About one in five patients who received an ICD for primary prevention did not fall within the evidence-based guidelines, according to an analysis of the National Cardiovascular Data Registry. While providers may be stretching guideline recommendations to treat very sick patients with no alternatives, others are calling for a better understanding of how the therapy affects various populations.
A study of more than 111,000 patients by Al-Khatib et al found that the recipients of non-evidence-based implants had an increased risk of post-procedure complications and in-hospital death, were older, had more comorbidities, more likely to belong to a racial minority group other than black and more likely to receive a dual-chamber ICD (JAMA 2011;305:43-49). The reasons the implants were deemed non-evidence-based were: newly diagnosed heart failure (62.1 percent), within 40 days of an MI (36.8 percent), NYHA class IV symptoms (12 percent) and within three months of CABG surgery (3.2 percent).
“While many of the 22.5 percent of patients shouldn’t have received defibrillators because they were not indicated, that figure might be on the high side for various reasons,” says Alan H. Kadish, MD, of Northwestern University Feinberg School of Medicine in Chicago. For example, the large group of patients indicated as newly diagnosed with heart failure could be inaccurate, as registry data are typically retrospectively abstracted and the precise onset of congestive heart failure might require more history.

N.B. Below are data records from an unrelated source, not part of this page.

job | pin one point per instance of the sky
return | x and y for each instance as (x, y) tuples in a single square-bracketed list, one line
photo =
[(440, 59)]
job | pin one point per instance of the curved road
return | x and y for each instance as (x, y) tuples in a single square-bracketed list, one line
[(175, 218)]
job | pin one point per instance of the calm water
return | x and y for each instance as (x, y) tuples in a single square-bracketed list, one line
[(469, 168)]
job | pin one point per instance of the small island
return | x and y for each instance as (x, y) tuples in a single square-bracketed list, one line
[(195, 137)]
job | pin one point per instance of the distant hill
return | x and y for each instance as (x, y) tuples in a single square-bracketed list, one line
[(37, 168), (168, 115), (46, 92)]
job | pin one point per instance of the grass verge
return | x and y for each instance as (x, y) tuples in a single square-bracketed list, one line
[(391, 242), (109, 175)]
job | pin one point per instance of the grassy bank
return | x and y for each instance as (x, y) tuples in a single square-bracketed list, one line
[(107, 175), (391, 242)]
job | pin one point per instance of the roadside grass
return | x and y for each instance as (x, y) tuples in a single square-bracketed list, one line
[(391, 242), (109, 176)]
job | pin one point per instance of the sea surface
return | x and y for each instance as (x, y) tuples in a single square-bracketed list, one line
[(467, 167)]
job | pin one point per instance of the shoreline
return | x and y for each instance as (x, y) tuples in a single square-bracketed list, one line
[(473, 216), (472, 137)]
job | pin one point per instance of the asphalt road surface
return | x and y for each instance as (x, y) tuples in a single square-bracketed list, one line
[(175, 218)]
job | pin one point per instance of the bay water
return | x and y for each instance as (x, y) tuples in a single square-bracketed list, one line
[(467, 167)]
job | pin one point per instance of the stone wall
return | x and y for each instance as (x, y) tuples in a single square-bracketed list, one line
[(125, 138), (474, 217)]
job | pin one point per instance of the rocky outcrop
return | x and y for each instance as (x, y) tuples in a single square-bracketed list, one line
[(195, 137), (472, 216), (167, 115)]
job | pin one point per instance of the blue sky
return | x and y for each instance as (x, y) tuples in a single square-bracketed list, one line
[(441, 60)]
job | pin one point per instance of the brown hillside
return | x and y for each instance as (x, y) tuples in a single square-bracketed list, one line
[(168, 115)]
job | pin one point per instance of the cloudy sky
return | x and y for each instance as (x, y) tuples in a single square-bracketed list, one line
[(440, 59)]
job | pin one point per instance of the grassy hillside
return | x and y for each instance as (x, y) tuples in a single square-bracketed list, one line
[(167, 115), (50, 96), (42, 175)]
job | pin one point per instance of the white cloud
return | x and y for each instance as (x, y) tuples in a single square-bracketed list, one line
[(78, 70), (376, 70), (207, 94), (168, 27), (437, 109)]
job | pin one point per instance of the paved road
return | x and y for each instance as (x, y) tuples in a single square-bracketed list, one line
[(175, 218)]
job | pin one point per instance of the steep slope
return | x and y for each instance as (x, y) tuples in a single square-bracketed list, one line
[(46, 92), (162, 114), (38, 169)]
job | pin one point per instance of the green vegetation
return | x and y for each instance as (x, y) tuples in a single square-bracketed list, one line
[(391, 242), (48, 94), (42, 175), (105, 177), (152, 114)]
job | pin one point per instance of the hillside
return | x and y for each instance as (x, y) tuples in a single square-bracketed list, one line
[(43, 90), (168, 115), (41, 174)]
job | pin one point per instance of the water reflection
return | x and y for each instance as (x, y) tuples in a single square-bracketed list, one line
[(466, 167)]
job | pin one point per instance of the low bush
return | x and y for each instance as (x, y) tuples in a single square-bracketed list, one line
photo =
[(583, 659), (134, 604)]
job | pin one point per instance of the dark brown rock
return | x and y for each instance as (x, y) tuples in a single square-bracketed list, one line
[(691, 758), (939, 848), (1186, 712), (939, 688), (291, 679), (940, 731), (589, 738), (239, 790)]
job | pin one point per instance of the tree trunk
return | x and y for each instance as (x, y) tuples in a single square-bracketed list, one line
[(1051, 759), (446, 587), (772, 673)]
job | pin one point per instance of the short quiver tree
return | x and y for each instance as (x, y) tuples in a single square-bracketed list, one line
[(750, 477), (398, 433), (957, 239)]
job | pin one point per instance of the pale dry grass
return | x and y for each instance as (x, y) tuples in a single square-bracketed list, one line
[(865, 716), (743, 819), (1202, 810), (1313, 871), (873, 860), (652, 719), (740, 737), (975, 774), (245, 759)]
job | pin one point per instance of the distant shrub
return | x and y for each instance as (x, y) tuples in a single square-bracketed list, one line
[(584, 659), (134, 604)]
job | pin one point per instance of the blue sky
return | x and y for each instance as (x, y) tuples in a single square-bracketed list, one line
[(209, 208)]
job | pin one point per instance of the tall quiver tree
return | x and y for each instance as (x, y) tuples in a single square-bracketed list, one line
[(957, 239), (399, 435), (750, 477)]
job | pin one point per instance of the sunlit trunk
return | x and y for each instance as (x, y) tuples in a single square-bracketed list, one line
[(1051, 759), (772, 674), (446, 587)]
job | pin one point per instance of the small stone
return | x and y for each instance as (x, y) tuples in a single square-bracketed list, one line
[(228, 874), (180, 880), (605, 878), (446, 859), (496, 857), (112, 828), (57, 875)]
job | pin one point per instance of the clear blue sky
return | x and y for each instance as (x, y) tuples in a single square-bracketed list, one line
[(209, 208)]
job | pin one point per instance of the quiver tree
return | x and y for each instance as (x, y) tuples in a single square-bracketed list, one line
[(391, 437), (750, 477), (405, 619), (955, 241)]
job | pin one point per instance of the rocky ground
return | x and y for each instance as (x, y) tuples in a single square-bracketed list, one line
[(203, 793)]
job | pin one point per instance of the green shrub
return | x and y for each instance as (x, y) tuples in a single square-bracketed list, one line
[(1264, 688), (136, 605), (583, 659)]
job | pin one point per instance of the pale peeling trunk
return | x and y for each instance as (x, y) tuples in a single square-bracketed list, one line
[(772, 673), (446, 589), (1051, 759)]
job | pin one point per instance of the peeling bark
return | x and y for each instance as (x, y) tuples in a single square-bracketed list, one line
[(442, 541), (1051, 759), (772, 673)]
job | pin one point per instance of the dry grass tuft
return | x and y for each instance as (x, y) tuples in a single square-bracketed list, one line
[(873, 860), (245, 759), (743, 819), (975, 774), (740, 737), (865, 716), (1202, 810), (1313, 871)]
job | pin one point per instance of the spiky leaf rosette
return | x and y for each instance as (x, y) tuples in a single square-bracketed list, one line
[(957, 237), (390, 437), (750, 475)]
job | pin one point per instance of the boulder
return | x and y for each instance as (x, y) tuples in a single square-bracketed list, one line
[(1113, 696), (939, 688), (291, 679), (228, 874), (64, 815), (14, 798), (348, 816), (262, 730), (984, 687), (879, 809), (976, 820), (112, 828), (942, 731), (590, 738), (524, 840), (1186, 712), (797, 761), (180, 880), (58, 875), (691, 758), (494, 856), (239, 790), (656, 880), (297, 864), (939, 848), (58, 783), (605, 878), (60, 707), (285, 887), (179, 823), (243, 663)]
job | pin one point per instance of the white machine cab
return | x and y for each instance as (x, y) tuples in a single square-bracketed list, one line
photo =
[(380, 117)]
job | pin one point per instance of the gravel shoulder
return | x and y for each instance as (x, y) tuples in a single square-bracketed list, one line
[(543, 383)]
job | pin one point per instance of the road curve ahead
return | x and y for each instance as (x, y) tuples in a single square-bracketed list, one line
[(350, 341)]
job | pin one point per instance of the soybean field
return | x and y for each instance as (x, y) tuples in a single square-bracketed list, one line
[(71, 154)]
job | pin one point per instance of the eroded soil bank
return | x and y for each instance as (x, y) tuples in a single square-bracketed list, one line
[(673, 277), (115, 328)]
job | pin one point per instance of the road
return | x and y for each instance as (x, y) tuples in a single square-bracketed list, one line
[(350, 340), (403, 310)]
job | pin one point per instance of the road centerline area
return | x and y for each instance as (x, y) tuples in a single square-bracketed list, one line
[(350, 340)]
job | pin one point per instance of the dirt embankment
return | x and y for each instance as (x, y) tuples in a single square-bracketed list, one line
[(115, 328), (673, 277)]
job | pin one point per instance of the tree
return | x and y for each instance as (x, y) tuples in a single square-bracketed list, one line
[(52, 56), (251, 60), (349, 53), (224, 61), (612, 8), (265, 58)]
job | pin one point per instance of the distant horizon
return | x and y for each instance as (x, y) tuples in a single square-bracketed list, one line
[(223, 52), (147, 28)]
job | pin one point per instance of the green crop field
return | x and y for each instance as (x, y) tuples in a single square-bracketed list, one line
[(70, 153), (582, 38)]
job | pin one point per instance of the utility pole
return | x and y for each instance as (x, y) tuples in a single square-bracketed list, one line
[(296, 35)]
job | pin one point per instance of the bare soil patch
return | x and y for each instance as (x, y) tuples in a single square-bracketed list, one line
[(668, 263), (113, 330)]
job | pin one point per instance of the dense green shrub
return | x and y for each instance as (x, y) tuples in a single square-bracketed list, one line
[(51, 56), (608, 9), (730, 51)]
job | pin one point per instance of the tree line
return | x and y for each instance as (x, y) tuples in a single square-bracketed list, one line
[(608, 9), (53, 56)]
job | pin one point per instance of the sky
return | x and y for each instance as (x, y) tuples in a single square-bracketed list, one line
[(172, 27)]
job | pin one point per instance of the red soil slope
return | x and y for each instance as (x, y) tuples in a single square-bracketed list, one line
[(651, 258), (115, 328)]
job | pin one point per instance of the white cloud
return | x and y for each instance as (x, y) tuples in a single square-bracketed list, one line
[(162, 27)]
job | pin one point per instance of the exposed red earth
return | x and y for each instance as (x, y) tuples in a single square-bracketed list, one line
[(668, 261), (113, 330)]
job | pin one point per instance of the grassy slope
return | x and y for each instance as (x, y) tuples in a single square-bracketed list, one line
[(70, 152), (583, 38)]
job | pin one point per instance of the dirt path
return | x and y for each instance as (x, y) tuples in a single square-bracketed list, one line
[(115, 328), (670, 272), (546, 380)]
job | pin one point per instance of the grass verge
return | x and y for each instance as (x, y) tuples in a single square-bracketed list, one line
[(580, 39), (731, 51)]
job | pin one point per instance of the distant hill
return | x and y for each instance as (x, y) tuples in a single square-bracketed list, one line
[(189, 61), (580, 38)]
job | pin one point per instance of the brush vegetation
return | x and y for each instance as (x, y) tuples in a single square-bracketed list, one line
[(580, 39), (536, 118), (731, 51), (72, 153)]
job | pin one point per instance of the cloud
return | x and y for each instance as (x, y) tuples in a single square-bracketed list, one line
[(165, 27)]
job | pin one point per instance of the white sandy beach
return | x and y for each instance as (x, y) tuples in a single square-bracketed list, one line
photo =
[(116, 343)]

Also, patients often fall into a "gray area" where some data indicate an ICD would be helpful, but not enough to make a firm recommendation. "A reasonable allowable percentage of non-evidence-based implants could be 6 percent," he suggests, which would take into consideration physician judgment.
Adding to the controversy, results from the DINAMIT study showed that a reduction in sudden death in ICD patients was completely offset by an increase in non-arrhythmic deaths, which were greatest in patients receiving ICD shock therapy (Circulation 2010;122:2645-2652). Dorian et al randomized outpatients with recent (six to 40 days) acute MI, left ventricular dysfunction (ejection fraction less than 35 percent) and low heart rate variability to ICD (311 patients) or standard medical therapy (342 patients).
Michael O. Sweeney, MD, of Brigham and Women's Hospital in Boston, says that more than 35 years of investigation indicate that high-voltage shocks cause cardiac tissue damage, though the translation of these effects to adverse clinical outcomes is uncertain. “Collectively, we need to face the possibility that mortality risk could be changed immediately following a mortality dividend from a high-voltage shock. This is a disruptive concept for physicians because it is difficult to confront the possibility that a powerful therapy that is perceived as highly effective—especially one with no alternative—is potentially consequential to patient outcomes.”
Sweeney acknowledges that there are many patients who could benefit from an ICD, even peri-infarct patients, but providers simply need to have a better understanding of the patients who won’t benefit. He adds that the results from DINAMIT and IRIS could have been widely different, if the investigators had applied contemporary shock-reduction strategies. He is calling for new clinical trials to investigate these issues, which also may contribute to understanding differences in outcomes among guideline-compliant and out-of-guideline ICD patients.
While the potential adverse outcomes with utilizing ICDs in primary prevention will undoubtedly continue to be debated, there are recommendations to improve current implantation techniques. In fact, Kadish suggests that physician education is integral to knowing and following the guidelines (variability between hospitals ranged from zero to 40 percent), and patient management is best undertaken by an electrophysiologist (implantations by electrophysiologists resulted in fewer complications and deaths compared with nonelectrophysiologist cardiologists and other surgeons).